As it pertains to the contest, here’s how it’s going to work.

To win tickets to attend the Summit, students must submit a 2-minute video by email to explaining why they’d like to be in attendance and what they hope to learn at the event. Included in your email should be a list of steps that you’ve taken or are pursuing to explore opportunities in the media industry. If you want to pass along a resume and audio or video clips too to showcase your work and experience, that’s fine as well. BSM will accept submissions until February 17th. The winners will be announced on Friday February 24th.

Helping me select the winners will be an exceptional panel of media executives. Each of these folks below will choose one person to attend our L.A. event. The final two will be picked by Steve Kamer and myself.

  • Scott Shapiro – Senior Vice President, FOX Sports Radio
  • Justin Craig – Senior Program Director, ESPN Radio
  • Jeff Sottolano – Executive Vice President, Programming, Audacy
  • Bruce Gilbert – Senior Vice President of Sports, Cumulus Media & Westwood One
  • Amanda Gifford – Vice President, Content Strategy & Audio, ESPN
  • Jacob Ullman – Senior Vice President, Production and Talent Development, FOX Sports
  • Greg Strassell – Senior Vice President, Programming, Hubbard Radio
  • Scott Sutherland – Executive Vice President, Bonneville International

To qualify for the BSM Summit College Contest, students must be enrolled in college in the state of California, pursuing a degree that involves course work either in radio, television, print or the digital business. Those attending local trade schools with a focus on broadcasting are also welcome to participate. You must be able to take care of your own transportation and/or lodging.

This is a contest I enjoy running. We’ve had great participation during our prior two shows in New York City but haven’t done it before on the west coast. I’m hoping it’s helpful to California students and look forward to hearing from many of them during the next month.

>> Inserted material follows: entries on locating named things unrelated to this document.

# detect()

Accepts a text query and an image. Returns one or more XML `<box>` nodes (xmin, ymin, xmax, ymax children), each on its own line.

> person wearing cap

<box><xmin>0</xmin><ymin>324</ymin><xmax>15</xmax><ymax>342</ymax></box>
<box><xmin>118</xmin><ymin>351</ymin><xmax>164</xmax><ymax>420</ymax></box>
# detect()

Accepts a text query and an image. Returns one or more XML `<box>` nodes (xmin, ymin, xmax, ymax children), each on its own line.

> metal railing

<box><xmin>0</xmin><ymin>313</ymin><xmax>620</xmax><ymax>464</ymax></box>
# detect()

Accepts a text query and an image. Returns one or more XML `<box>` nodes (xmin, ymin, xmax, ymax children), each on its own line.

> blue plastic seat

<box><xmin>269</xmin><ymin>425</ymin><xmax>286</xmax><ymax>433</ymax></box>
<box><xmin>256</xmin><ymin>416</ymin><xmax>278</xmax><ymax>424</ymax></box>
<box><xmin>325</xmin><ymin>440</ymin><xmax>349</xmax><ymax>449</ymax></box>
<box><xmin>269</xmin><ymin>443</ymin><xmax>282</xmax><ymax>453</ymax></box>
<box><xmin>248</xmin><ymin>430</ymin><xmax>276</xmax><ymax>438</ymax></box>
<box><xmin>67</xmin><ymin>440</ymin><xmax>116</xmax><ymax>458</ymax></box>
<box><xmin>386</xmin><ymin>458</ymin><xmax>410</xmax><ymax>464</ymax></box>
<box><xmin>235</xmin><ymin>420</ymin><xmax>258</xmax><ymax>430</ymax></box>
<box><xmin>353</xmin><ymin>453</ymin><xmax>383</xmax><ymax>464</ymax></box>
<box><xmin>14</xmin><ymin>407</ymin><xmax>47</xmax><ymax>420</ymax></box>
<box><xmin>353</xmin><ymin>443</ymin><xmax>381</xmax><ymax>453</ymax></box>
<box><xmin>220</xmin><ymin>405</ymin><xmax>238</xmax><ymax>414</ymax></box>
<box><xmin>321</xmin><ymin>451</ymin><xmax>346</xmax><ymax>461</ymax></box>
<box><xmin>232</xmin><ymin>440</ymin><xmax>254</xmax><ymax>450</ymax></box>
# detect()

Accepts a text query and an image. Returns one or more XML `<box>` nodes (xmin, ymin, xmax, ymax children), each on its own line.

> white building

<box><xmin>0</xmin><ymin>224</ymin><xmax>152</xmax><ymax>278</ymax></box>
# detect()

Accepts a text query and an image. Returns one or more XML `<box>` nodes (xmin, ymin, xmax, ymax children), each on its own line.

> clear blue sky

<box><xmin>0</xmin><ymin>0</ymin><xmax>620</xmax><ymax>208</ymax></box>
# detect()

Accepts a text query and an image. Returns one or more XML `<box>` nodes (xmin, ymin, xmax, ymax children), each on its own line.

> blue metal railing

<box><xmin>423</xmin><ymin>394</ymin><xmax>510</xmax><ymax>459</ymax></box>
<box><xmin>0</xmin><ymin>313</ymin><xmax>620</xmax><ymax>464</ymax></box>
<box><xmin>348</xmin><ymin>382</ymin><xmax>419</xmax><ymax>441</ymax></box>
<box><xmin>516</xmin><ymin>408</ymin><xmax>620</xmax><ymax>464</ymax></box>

For students who live out of state and wish to attend or those enrolled at local universities who enter the contest but aren’t lucky enough to win one of the ten free tickets from Steve Kamer Voiceovers, we are introducing a special two-day college ticket for just $124.99. You must provide proof that you’re currently in school to take advantage of the offer. This ticket gives you access to all of our sessions inside the Founders Club. College tickets will be limited to forty (40) seats so take advantage of the opportunity before it expires.

The 2023 BSM Summit will feature award ceremonies with Emmis Communication CEO Jeff Smulyan and legendary WFAN program director Mark Chernoff, sessions with influential on-air talent such as Colin Cowherd, Jim Rome, Joy Taylor, and Mina Kimes, big picture business conversations with executives from groups such as Audacy, iHeart, Bonneville, Good Karma Brands, Barstool, The Volume, Omaha Productions and more. For details on tickets and hotel rooms visit

I look forward to seeing you in March in Los Angeles!